転職、昇進――周りと比べて焦る春。新生活を“迎えない”人が落ち込まなくていい理由 (2/3ページ)
■アラサーになって自分の“持ち前のタイプ”を実感した
このことに気づいたのは、自分に合った働き方をようやく理解できるようになってきたからだ。
職場には、無理をし続けた方がモチベーションが上がる人もいれば、一度火がつくと数カ月の激務を走りきれるような人もいる。そんな働き方をする同期や先輩たちに憧れて、自分をそういう枠に当てはめようとした時期もあった。
でも、28歳を過ぎた頃から、ちょっとした無理がすぐに体調やメンタルの波に響くようになってきた。頑張る方向を見誤ると、自分がすり減っていくだけという当たり前のことを、ようやく体で理解したのだ。それから徐々に、仕事の達成感よりも、日々のコンディションを整えることに意識が向くようになり、自分の“持ち前のタイプ”を認めざるを得なくなった。
■働き方は個性。得意なことはみんな違う
働き方って、ポケモンのタイプみたいなものだと思う。
私は攻撃技が得意で燃え続けられる“ほのおタイプ”でもないし、長時間戦い抜けるスタミナ型の“かくとうタイプ”でもない。ましてや、一撃必殺みたいな飛び道具を持った“エスパータイプ”のような才能型でもない。

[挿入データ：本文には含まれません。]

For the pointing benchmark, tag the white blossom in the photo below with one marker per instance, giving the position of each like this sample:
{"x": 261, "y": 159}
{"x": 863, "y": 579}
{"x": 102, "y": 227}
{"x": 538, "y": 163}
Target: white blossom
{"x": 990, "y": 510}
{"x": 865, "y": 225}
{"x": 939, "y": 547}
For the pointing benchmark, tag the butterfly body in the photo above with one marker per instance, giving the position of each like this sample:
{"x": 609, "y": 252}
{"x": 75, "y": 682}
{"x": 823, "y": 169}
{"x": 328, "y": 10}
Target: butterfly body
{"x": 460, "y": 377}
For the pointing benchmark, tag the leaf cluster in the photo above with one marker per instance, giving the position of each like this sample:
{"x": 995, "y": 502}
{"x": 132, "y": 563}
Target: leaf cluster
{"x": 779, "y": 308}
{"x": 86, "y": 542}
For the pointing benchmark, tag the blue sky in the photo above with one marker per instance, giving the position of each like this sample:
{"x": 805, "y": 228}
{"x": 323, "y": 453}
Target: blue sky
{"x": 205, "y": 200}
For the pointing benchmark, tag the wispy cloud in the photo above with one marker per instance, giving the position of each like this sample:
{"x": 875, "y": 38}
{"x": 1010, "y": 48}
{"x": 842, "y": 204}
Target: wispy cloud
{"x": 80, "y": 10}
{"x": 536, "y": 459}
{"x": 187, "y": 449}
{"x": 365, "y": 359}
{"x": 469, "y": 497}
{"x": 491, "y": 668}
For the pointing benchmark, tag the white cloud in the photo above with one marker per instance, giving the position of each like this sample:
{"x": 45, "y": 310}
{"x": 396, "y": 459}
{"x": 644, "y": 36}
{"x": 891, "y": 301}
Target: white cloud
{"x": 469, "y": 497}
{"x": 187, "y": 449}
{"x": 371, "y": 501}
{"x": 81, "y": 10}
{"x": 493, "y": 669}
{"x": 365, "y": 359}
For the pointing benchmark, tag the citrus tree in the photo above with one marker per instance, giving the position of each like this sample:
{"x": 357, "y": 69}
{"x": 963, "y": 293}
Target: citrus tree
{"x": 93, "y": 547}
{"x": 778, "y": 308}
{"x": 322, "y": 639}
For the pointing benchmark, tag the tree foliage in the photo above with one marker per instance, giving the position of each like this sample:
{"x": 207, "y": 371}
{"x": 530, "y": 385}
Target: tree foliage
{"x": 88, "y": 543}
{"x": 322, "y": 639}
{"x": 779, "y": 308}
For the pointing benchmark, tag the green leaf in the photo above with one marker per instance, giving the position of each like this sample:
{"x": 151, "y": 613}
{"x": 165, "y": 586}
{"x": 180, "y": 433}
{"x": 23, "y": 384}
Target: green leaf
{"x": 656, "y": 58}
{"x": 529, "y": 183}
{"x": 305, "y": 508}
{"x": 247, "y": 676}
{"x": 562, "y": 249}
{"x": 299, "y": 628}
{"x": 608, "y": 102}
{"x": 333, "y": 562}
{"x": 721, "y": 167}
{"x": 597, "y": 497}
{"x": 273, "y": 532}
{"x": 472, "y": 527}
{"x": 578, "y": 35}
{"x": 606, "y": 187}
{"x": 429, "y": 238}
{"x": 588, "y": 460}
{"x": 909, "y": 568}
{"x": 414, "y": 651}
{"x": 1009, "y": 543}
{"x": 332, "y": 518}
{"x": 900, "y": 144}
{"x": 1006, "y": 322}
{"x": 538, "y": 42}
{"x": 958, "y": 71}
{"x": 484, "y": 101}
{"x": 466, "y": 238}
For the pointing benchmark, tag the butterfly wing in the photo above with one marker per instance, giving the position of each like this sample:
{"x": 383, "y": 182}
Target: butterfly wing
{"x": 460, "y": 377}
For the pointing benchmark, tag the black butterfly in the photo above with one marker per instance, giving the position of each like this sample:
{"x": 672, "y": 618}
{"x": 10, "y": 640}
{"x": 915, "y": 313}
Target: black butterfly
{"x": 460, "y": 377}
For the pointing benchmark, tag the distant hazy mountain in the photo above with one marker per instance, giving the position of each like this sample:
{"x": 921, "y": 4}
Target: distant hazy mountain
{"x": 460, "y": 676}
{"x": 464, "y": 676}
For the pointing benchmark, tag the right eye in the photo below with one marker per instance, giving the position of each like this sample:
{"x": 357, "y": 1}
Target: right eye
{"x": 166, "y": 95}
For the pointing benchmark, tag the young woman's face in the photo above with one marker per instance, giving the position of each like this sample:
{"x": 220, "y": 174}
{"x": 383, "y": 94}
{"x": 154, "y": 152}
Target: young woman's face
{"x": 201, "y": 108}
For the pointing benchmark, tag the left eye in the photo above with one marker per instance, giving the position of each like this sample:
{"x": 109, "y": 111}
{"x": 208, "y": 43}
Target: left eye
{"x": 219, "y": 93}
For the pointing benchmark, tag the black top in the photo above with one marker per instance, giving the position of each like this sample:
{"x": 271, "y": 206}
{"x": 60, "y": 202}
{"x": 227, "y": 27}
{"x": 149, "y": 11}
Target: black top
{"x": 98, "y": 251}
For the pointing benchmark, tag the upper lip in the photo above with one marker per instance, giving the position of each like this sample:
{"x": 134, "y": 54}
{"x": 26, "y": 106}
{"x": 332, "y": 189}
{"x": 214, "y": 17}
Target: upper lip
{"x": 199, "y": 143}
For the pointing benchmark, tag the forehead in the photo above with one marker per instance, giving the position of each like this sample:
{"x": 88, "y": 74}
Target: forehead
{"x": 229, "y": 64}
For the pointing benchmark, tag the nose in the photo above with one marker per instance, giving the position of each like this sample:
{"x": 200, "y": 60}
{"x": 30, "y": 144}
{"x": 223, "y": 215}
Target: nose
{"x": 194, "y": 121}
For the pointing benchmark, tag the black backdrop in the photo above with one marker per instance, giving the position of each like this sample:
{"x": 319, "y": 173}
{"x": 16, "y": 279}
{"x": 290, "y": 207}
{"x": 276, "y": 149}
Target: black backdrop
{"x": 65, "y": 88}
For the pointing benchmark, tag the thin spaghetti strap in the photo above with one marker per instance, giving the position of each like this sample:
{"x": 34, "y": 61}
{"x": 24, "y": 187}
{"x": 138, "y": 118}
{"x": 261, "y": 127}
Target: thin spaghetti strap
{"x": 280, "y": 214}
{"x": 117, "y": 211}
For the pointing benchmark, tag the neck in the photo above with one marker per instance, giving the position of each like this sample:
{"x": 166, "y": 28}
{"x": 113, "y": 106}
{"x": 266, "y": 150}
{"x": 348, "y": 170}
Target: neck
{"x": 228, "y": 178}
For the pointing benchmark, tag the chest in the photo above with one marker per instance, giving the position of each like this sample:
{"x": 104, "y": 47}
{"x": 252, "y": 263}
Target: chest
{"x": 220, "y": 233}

多分、私は“くさタイプ”か“ノーマルタイプ”だろう。激務モードは5日が限界だし、環境の変化には弱い。目の覚めるような攻撃よりも、少し地味に見える防御や補助が得意。そんな自分を少しずつ肯定できるようになってきて、心の底から「まあいいじゃん」と思えるようになったのが今日このごろ。
人によって、得意な技や特性は異なるし、能力が発揮できる環境も異なるはず。本当は、派手な成長を追い求めるより、自分の体と心の耐久性や、周囲との相性をちゃんと知ることが重要なのだ。
■変わらない春も焦らなくていい
もちろん、焦りが無くなったわけではない。変化を迎えた人を見ると、「このままでいいのか」と思う瞬間はいまだにある。
でも、そもそも私たちは皆、全く異なるコースのマラソンを走っている。誰かのゴールは、自分にとっては通らなくていい分岐点かもしれないし、自分の折り返し地点が、他人からはゴールに見えることだってある。